L'erreur, la grande erreur, la profonde erreur des chefs de la révolution de 1848, en France, a été de prendre le titre faux de gouvernement provisoire, au lieu de prendre le titre vrai de gouvernement constituant. C'est la même erreur dans laquelle viennent de tomber les chefs de la révolution de 1868 en Espagne, erreur impardonnable de leur part, car ils avaient un exemple dans le pouvoir constituant que n'avait pas hésité à s'attribuer hautement l'auteur du coup d'État du 2 décembre 1851. Qu'est-ce que les membres du gouvernement provisoire de 1848, ayant institué la République et le suffrage universel, décrété la liberté de la presse, la liberté de réunion, la liberté d'association, l'abolition de l'esclavage, etc., etc., avaient laissé à faire à l'Assemblée constituante convoquée par eux? Ce qui était fondamental, ce qui était essentiel, ne l'avaient-ils pas fait avant qu'elle fût élue? Pourquoi donc alors donner le nom de Constituante à une assemblée à laquelle il ne restait rien à constituer? Qu'auront à constituer en Espagne les Cortès constituantes? Comment sauront-elles quelle est la forme

de gouvernement véritablement préférée par les Espagnols? Comment le sauront-ils eux-mêmes? Est-ce donc chose si facile à discerner et à déclarer? S'il est vrai qu'il y ait monarchies et monarchies, républiques et républiques, la question se posera-t-elle entre une monarchie constitutionnelle nettement définie et une république fédérale non moins nettement définie, et respectant scrupuleusement son titre l'indique - toutes les autonomies provinciales, toutes les libertés communales?

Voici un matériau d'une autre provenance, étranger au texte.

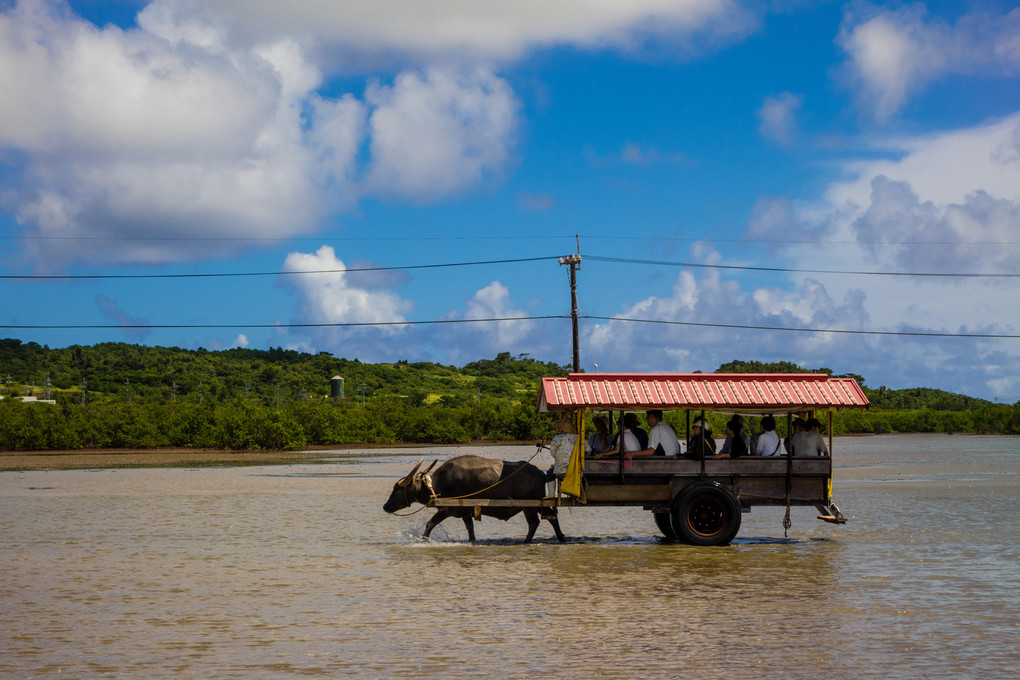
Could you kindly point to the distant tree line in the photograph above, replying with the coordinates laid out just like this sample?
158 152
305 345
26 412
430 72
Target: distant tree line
134 397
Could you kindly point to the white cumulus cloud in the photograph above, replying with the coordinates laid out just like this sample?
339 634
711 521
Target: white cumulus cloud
895 53
475 31
778 117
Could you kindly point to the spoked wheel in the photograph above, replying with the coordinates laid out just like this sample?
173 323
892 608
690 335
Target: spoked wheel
706 514
665 524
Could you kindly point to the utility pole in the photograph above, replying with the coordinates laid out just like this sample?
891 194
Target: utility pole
574 262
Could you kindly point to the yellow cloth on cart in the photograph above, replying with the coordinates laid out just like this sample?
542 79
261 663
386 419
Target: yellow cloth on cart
572 483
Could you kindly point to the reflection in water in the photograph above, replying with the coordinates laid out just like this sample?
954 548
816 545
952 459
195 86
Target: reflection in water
296 571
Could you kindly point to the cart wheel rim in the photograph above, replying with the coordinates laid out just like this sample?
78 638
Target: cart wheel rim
707 516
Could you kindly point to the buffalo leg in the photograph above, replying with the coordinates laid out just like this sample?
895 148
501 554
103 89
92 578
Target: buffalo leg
556 526
437 518
532 523
469 525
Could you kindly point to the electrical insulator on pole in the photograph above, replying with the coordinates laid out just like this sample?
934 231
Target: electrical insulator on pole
574 262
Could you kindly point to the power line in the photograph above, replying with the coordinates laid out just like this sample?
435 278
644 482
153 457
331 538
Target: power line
343 324
224 274
596 258
599 258
908 333
592 237
787 242
354 324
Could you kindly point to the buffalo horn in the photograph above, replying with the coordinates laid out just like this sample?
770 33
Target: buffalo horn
410 475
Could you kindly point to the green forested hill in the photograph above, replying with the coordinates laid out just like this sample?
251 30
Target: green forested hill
116 371
126 396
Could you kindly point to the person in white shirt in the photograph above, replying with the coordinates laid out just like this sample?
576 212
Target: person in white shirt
768 441
810 441
626 437
661 438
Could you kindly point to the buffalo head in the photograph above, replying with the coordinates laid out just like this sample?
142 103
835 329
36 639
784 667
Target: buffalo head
409 488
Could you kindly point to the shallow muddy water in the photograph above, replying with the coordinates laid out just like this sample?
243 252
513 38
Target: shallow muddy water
275 572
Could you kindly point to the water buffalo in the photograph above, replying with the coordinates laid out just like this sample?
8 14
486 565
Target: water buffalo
466 474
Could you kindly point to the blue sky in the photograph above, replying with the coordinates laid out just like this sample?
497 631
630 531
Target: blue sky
241 137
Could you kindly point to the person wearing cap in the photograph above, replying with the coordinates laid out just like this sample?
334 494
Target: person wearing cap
661 438
701 445
740 443
737 420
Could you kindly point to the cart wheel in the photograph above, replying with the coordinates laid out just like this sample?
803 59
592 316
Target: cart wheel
665 524
706 514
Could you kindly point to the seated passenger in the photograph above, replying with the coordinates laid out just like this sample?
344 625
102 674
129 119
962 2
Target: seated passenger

Le lendemain de la révolution qui a renversé un trône et une dynastie, qui dit logique dit République et qui dit Monarchie dit inconséquence; car il n'est au pouvoir d'aucune dynastie de donner à une nation plus de garanties que la dynastie renversée. Est-ce que l'inconnu n'est pas ce qui caractérise essentiellement l'hérédité? Qui sait, qui peut savoir ce que sera et comment gouvernera l'héritier d'un trône le jour où la couronne lui sera posée sur la tête et le sceptre placé entre les mains? L'exemple de « l'innocente Isabelle » est là pour l'attester.

Le maintien d'une monarchie découlant du droit divin peut s'expliquer historiquement; le rétablissement d'une monarchie découlant du droit populaire ne saurait s'expliquer logiquement.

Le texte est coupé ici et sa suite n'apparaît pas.